Hadisin Ebu Kamil tarafından yapıIan rivayetinde: "Sonra, namaz neredeyken sana yetişirse (vakti girerse) sen namazı hemen kıl, çünkü orası bir mescittir" denilmektedir.

 

Diğer tahric: Buhari, 3366, 3445; Nesai, 689, 89; İbn Mace, 753

 

 

حدثني علي بن حجر السعدي. أخبرنا علي بن مسهر. حدثنا الأعمش عن إبراهيم بن يزيد التيمي. قال:

 كنت أقرأ، على أبي، القرآن في السدة. فإذا قرأت السجدة سجد. فقلت له: يا أبت! أتسجد في الطريق؟ قال: إني سمعت أبا ذر يقول: سألت رسول الله صلى الله عليه وسلم عن أول مسجد وضع في الأرض؟ قال "المسجد الحرام" قلت: ثم أي؟ قال "المسجد الأقصى" قلت: كم بينهما؟ قال "أربعون عاما. ثم الأرض لك مسجد. فحيثما أدركتك الصلاة فصل".

 

1162- Bana Ali b. Hucr es-Sadi tahdis etti. Bize Ali b. Mushir haber verdi, bize A'meş, İbrahim b. Yezid et-Teymi'den şöyle dediğini tahdis etti. Mescid avlusunda babama (babamdan) Kur'an okuyordum. Ben secde ayetini okuyacak olursam o da secde ederdi. Ona: Babacığım, yolda mı secde ediyorsun dedim. O şöyle dedi: Ben Ebu Zerr'i şöyle derken dinledim:

 

Rasulullah (Sallallahu aleyhi ve Sellem)'e yeryüzünde yapılmış ilk mescidin hangisi olduğunu sordum. O: "Mescid-i Haram'dır" buyurdu. Sonra hangisidir dedim. O: Mescid-i Aksa'dır" buyurdu. İkisi arasında ne kadar (zaman aralığı) var dedim. O: "Kırk yıl; sonra yeryüzü senin için bir mescittir, namaz vakti nerede girerse sen (orada) namaz kıl" buyurdu.

 

 

حدثنا يحيى بن يحيى. أخبرنا هشيم عن سيار، عن يزيد الفقير، عن جابر بن عبدالله الأنصاري؛ قال:

 قال رسول الله صلى الله عليه وسلم "أعطيت خمسا لم يعطهن أحد قبلي. كان كل نبي يبعث إلى قومه خاصة، وبعثت إلى كل أحمر وأسود. وأحلت لي الغنائم، ولم تحل لأحد قبلي. وجعلت لي الأرض طيبة طهورا ومسجدا. فأيما رجل أدركته الصلاة صلى حيث كان. ونصرت بالرعب بين يدي مسيرة شهر. وأعطيت الشفاعة".

 

1163- Bize Yahya b.
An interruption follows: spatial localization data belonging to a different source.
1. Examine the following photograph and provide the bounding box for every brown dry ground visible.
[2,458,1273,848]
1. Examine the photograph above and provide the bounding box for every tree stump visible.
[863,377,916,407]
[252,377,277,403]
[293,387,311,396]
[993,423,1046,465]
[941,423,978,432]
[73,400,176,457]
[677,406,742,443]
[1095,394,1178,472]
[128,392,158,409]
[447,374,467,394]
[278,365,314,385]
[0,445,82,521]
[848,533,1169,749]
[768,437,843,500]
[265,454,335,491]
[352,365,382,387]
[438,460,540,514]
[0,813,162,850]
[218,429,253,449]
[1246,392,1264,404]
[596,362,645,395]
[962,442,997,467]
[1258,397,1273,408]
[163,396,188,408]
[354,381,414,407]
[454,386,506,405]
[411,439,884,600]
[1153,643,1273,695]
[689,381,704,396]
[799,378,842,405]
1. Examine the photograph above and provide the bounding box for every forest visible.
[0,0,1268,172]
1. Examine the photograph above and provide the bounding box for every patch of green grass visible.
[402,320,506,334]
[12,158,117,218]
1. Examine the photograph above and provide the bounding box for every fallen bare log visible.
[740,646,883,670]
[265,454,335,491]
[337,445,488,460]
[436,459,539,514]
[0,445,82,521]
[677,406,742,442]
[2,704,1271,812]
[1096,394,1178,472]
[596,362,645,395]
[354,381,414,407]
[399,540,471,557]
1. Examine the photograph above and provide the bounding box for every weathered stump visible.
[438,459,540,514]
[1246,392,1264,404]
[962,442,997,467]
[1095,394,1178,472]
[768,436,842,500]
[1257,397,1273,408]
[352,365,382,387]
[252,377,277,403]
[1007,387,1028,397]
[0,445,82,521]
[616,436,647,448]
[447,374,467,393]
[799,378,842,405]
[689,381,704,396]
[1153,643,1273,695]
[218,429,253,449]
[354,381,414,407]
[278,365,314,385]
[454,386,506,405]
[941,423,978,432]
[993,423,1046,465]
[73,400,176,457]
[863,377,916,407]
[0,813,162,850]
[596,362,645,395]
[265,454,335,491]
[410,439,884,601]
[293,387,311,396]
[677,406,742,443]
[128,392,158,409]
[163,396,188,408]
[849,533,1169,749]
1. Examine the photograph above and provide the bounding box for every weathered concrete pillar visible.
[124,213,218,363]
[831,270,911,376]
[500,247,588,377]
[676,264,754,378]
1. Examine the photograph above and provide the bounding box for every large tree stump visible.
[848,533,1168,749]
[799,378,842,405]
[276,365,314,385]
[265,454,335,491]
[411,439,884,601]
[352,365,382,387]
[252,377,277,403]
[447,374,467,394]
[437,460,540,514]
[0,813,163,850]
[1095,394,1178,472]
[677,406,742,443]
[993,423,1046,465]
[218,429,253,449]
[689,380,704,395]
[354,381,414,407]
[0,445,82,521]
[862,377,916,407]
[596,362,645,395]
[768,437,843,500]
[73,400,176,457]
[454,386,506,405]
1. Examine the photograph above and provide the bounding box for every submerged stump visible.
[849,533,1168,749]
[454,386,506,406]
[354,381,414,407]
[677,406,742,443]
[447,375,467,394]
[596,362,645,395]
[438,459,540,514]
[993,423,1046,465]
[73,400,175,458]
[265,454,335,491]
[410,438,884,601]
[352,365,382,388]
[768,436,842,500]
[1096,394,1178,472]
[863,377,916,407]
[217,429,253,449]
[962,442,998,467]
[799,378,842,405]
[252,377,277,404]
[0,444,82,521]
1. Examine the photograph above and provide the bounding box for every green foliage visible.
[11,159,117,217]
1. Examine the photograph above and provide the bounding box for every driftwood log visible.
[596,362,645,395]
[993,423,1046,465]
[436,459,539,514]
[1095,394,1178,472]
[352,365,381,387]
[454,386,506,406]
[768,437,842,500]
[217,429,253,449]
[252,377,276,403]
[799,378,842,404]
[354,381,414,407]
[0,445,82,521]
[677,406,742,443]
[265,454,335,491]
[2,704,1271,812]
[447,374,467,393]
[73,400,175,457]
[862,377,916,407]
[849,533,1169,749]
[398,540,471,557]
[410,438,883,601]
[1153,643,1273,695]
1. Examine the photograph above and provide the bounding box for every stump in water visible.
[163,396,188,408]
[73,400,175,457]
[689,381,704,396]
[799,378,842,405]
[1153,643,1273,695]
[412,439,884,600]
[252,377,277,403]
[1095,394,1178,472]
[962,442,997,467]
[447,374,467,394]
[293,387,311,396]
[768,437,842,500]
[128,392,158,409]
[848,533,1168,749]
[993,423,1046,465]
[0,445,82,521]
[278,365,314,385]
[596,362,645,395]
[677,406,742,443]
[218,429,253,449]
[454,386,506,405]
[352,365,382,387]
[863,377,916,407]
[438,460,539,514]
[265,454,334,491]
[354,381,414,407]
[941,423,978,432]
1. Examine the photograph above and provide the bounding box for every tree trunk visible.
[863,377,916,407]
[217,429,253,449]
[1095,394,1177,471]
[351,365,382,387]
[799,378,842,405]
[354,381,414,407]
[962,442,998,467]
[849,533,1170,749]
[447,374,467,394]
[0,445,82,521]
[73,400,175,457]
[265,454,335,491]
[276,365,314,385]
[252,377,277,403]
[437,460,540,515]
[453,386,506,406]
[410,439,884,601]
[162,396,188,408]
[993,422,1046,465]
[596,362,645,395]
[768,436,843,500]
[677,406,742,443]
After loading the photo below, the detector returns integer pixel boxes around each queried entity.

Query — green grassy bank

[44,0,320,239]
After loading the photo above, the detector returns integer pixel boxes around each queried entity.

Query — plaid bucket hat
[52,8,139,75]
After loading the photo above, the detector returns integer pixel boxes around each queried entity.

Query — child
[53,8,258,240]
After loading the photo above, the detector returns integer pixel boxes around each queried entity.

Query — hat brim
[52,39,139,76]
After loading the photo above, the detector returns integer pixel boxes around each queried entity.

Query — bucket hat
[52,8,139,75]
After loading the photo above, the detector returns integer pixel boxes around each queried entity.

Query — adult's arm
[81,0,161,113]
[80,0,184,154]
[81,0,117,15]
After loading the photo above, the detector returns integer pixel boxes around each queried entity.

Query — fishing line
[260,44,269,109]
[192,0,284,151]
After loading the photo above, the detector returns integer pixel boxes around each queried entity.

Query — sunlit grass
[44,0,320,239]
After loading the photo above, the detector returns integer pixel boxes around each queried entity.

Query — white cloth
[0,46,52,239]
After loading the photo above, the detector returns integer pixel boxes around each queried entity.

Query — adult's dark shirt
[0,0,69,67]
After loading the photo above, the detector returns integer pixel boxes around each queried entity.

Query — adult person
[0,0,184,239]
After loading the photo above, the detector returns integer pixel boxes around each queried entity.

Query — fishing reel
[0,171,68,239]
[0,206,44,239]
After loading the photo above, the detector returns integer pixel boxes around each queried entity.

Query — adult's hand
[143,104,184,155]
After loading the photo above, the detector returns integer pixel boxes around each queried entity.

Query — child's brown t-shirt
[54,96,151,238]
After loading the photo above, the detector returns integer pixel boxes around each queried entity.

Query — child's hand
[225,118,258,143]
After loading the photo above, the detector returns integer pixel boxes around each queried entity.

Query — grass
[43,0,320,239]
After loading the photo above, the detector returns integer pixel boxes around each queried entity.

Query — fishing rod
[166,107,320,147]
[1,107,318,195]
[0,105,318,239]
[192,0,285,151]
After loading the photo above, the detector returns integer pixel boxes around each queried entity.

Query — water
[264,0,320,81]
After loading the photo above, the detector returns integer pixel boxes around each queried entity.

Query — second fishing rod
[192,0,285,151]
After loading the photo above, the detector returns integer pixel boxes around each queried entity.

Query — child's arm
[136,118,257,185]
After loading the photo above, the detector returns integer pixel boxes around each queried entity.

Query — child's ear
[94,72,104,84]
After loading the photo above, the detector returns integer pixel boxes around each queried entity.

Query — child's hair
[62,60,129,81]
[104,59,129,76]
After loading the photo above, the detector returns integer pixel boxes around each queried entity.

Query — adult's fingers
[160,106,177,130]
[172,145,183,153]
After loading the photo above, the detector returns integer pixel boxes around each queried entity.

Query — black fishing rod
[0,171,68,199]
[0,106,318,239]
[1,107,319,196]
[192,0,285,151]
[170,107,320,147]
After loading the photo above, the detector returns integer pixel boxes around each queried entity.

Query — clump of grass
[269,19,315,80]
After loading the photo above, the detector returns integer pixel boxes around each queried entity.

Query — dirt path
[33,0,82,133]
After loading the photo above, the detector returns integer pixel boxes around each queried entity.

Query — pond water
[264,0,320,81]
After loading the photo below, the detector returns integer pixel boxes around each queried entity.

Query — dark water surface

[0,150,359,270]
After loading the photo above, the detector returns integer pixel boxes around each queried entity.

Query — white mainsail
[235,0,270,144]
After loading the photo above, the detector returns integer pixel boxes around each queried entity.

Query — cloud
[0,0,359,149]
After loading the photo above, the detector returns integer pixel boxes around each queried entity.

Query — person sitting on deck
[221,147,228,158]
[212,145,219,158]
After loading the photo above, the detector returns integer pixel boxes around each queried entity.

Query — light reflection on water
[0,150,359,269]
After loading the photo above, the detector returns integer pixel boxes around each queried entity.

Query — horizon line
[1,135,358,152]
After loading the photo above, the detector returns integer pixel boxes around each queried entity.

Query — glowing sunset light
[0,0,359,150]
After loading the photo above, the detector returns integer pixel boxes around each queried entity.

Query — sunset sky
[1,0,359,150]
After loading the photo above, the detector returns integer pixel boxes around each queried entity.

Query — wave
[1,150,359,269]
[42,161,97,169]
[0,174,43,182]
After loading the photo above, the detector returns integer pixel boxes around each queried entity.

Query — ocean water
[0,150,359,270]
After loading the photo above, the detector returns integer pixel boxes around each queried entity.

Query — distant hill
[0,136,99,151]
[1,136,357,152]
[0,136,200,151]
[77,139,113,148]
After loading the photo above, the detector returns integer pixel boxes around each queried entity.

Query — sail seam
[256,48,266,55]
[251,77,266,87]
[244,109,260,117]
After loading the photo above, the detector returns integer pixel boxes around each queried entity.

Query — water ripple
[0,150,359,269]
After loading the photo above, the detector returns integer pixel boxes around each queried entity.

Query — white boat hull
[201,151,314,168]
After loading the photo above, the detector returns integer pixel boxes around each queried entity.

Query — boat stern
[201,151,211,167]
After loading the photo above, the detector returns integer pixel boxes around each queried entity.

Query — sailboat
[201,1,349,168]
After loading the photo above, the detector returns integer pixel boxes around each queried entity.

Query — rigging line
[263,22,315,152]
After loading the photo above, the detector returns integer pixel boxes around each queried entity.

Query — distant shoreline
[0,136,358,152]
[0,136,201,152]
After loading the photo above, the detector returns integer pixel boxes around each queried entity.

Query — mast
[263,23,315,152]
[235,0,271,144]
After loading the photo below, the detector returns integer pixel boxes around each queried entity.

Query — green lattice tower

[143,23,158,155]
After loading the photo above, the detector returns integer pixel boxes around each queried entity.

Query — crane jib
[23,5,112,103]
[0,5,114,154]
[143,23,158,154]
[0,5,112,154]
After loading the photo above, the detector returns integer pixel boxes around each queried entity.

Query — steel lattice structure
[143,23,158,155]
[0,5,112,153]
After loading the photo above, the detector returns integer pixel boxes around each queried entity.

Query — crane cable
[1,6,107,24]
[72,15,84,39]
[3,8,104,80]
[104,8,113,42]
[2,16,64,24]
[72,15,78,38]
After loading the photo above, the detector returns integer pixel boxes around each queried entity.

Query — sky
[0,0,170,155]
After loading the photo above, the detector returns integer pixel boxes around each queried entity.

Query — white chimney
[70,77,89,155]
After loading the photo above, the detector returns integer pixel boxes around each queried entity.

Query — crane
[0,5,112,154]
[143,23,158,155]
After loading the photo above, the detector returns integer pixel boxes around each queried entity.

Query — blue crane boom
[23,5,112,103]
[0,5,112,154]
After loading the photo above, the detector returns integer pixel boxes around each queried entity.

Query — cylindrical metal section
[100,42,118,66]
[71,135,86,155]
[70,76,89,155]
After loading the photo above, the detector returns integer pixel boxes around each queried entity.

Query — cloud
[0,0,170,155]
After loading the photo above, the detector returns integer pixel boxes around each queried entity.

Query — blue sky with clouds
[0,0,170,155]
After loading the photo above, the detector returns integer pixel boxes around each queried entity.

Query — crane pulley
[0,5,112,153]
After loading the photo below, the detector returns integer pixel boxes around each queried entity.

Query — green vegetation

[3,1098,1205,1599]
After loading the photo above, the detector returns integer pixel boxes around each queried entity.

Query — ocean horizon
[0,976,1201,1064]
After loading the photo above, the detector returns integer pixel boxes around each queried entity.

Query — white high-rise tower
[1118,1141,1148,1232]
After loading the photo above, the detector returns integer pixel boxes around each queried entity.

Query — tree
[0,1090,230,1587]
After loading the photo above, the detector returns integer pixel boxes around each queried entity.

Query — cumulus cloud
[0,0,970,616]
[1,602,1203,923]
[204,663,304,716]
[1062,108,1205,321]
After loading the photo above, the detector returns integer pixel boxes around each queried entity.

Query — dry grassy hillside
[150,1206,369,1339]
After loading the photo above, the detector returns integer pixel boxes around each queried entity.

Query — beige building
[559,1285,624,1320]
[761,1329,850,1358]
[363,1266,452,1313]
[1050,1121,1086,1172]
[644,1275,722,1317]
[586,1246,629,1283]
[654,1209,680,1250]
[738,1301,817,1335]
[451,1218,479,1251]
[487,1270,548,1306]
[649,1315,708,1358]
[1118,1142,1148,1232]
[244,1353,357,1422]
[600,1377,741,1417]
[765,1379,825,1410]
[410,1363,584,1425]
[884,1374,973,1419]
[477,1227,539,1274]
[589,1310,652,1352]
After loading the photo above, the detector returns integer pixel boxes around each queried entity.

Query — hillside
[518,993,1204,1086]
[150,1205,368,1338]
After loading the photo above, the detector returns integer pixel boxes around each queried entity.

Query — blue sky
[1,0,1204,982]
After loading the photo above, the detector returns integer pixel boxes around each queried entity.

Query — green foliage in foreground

Yahya tahdis etti ... Cabir b. Abdullah el-Ensari dedi ki: Resulullah (Sallallahu aleyhi ve Sellem) şöyle buyurdu: "Benden önce kimseye verilmemiş beş şey bana verildi:

1- Benden önceki her bir nebi özel olarak kendi kavmine gönderilirdi.

Ben ise kırmızı ve siyah tenli herkese gönderildim.

2- Ganimet bana helal kılındı. Halbuki benden önce kimseye helal kılınmamıştır.

3- Yeryüzü benim için hem temiz ve temizlenme aracı, hem mescitkılındı. Her kime namaz nerede yetişirse olduğu yerde namazını kılar. 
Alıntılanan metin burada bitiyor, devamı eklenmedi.